フェンリッヒは終始落ち着きはらっておった。満月パワーいっぱいの麗月剣で、にじり寄っていく。さしものユリアもそのオーラに圧倒されたようじゃが、
「夢は闇に咲き、光に消される…。でも、あなたの夢は闇に消されるの…」
と、謎の言葉をつぶやいたのじゃ。これが開戦の合図でもあった。

戸惑いを感じながら、麗月剣を振りかざすフェンリッヒ。他を寄せ付けなかった円月斬りの構えで、少しずつ少しずつユリアを威嚇<いかく>する。しかし、動じない。まったく表情も変えず、その場に漂っているだけ。追い詰められているのはフェンリッヒのほうだ。冷静なフェンリッヒが、かつてない恐怖におののき、平常心を失っているのだ。まるで高まる鼓動が音をたてて、聞こえてきそうなほどじゃった。麗月剣がキラリと輝きを増した。覚悟を決めたフェンリッヒは、勇猛果敢<ゆうもうかかん>に斬りかかった!

ユリアの暗影鏡<あんえいきょう>が月の光を切り裂いた! 闇が光を切り裂いたのだ。その逆転現象に、フェンリッヒも混乱した。立ち向かったユリアがなぜか自分の背後にいる。暗影鏡の鋭い切り口の痛みをじんわりと感じながら。
「影は、光に制される…光無き闇がここにあるというのか…。影だけが存在し、闇となって斬るというのか…」
フェンリッヒは立ち上がり続けようと、意識を確かに、冷静に自分に問いかける。
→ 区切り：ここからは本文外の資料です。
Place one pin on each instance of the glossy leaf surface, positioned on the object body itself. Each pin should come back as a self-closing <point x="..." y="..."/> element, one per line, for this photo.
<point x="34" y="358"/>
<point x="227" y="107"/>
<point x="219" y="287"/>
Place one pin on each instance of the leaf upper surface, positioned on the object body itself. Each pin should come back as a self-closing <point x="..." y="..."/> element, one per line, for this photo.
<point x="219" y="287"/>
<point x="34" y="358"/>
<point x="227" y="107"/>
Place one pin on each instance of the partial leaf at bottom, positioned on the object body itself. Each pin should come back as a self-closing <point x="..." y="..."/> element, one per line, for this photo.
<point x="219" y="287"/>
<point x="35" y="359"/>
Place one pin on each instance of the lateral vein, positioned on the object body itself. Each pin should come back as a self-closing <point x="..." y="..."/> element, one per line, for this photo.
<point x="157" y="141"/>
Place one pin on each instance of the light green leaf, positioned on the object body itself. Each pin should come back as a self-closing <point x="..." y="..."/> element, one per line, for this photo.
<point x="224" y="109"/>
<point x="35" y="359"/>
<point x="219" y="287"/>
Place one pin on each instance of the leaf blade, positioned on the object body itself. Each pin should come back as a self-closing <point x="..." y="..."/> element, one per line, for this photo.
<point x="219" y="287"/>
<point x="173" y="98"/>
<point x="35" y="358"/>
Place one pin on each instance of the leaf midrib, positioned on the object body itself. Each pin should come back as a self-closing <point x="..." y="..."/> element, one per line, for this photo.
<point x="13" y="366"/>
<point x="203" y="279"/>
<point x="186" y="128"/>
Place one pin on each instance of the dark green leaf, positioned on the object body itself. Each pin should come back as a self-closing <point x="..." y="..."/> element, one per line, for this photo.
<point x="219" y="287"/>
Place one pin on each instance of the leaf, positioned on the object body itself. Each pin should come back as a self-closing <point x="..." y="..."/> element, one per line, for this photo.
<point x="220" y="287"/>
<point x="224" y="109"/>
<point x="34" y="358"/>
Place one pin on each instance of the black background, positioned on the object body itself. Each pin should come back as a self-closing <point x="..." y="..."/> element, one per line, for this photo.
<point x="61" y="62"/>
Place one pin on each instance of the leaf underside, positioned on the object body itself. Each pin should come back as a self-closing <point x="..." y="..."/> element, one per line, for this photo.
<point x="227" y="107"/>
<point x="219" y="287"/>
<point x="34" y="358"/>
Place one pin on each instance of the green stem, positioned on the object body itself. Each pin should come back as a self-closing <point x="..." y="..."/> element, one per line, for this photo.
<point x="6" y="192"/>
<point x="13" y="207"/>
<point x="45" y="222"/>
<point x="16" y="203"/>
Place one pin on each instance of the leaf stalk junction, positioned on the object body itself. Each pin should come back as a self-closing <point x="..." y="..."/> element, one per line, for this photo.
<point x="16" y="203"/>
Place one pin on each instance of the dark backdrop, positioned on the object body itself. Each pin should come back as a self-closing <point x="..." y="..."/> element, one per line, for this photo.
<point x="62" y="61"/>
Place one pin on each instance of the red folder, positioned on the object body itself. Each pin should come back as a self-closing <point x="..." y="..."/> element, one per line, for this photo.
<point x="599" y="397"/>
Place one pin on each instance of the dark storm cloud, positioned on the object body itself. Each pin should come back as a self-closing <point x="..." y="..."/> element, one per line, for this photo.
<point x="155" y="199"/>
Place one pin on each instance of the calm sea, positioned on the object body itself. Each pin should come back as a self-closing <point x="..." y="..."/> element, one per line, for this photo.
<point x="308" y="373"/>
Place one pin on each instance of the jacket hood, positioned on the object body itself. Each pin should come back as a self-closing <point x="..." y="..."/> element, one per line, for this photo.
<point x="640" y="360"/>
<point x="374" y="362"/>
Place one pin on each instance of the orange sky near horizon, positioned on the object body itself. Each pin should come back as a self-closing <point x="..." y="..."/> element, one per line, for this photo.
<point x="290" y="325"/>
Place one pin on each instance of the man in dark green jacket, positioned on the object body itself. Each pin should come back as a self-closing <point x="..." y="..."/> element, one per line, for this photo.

そして、一瞬の冷静さを失ったことに悔いを遂げる。
「光あるところの影こそ、光を知り、影を知る。ましてや月の光など恐るに足らぬ。闇に消される夢もあるの…」
と、ユリアは一貫して表情を変えず、現れた白虎玉<びゃっこぎょく>を手に万理の頂へゆっくりと歩んでいった。

頂の始皇帝を破るのは、多くの漢熟戦士の誰かじゃろうとワシも思っていた。しかし! フェンリッヒが倒れ、漢権四天王のひとりが勝ち上がってしまった! これでは始皇帝の永久漢熟覇王に一歩近づいてしまったではないか。まさかまさかの展開はこの後もつづくのじゃが…きょうはここまでじゃ。